TAKING ADVANTAGE OF CAPITAL MARKETS IN GERMANY AND THE EU
- Well-developed and liquid capital markets can foster growth, diversify risks and provide households with profitable investment opportunities.
- Yet, capital markets in the European Union are fragmented and underdeveloped. They need to be strengthened, and the institutional regulatory framework needs to be harmonised.
- In Germany, companies are heavily dependent on bank loans, and venture capital is lacking. Institutional investors, such as insurance companies and pension funds, should contribute more to market-based financing.
REDUCE THE RISK OF POVERTY, STRENGTHEN EMPLOYMENT INCENTIVES: REFORMS IN THE TAX-TRANSFER SYSTEM
- Unlike income inequality, the risk of poverty has continued to rise since 2005. This is due to slow income growth in the lowest income decile.
- In the area of the basic income support system, bundling benefits combined with a low transfer withdrawal rate if income from employment increases can reduce the risk of poverty and boost employment incentives without burdening public budgets.
- A well-developed childcare system is key to increasing the number of parents in paid employment. A reform of the spousal income-tax splitting can strengthen the employment incentives of secondary wage earners.
POPULATION AGEING SURGE AND PENSION REFORMS
- Due to demographic ageing, pension policy must urgently address the trade-off between adequate retirement provision and its sustainable financing, in order to prevent a constantly increasing burden on working-age people in young and future generations.
- The financial burden involved in German statutory pension insurance (GRV) can be reduced by linking the retirement age to further life expectancy, and by introducing a new type of funded pension plans; however, both will only have an effect in the long term.
- In order to reduce financial burdens in the short term, further reforms would have to be bundled, e.g. an increase in the sustainability factor, or a price indexation of pensions after award, combined with a progressive assessment of pension benefits.
STATE-OF-THE-ART DATA INFRASTRUCTURE FOR BETTER INFORMED DECISIONS
- By international comparison, Germany's research data infrastructure is outdated.
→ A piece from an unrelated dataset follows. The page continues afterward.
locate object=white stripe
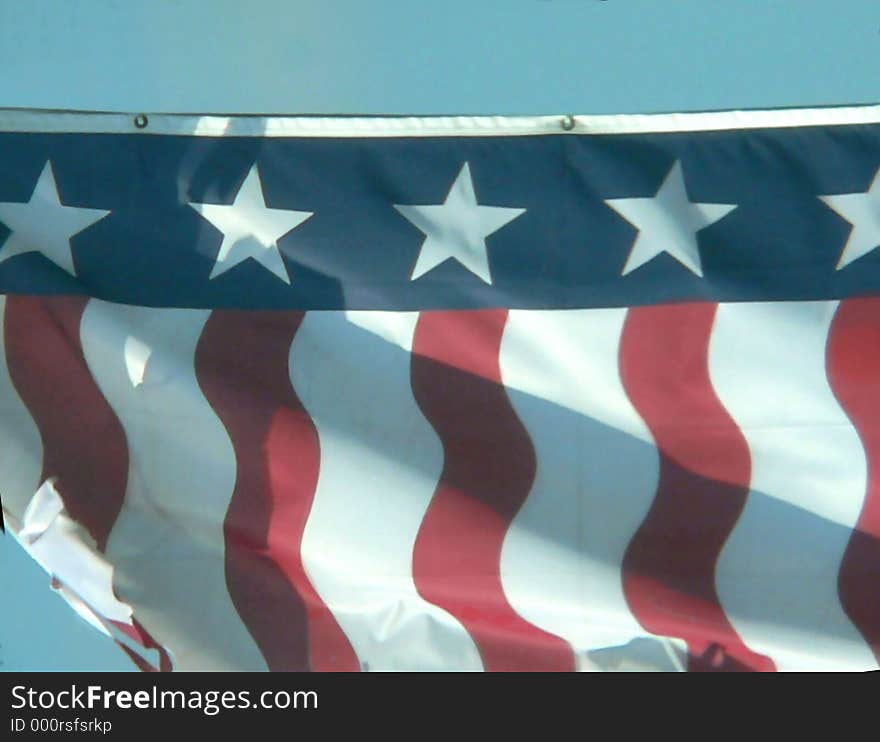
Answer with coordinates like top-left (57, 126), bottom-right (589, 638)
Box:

Data are lacking, data linkage is hardly possible, and access is not user-friendly.
- Legislation on statistics should regulate the information requirements that official statistics are expected to fulfil and give them freedom in their concrete surveys to make them more flexible and responsive. The resources of official statistics must be expanded.
- The Research Data Act should be introduced quickly. Research should be given a lot of weight in the trade-off with data protection.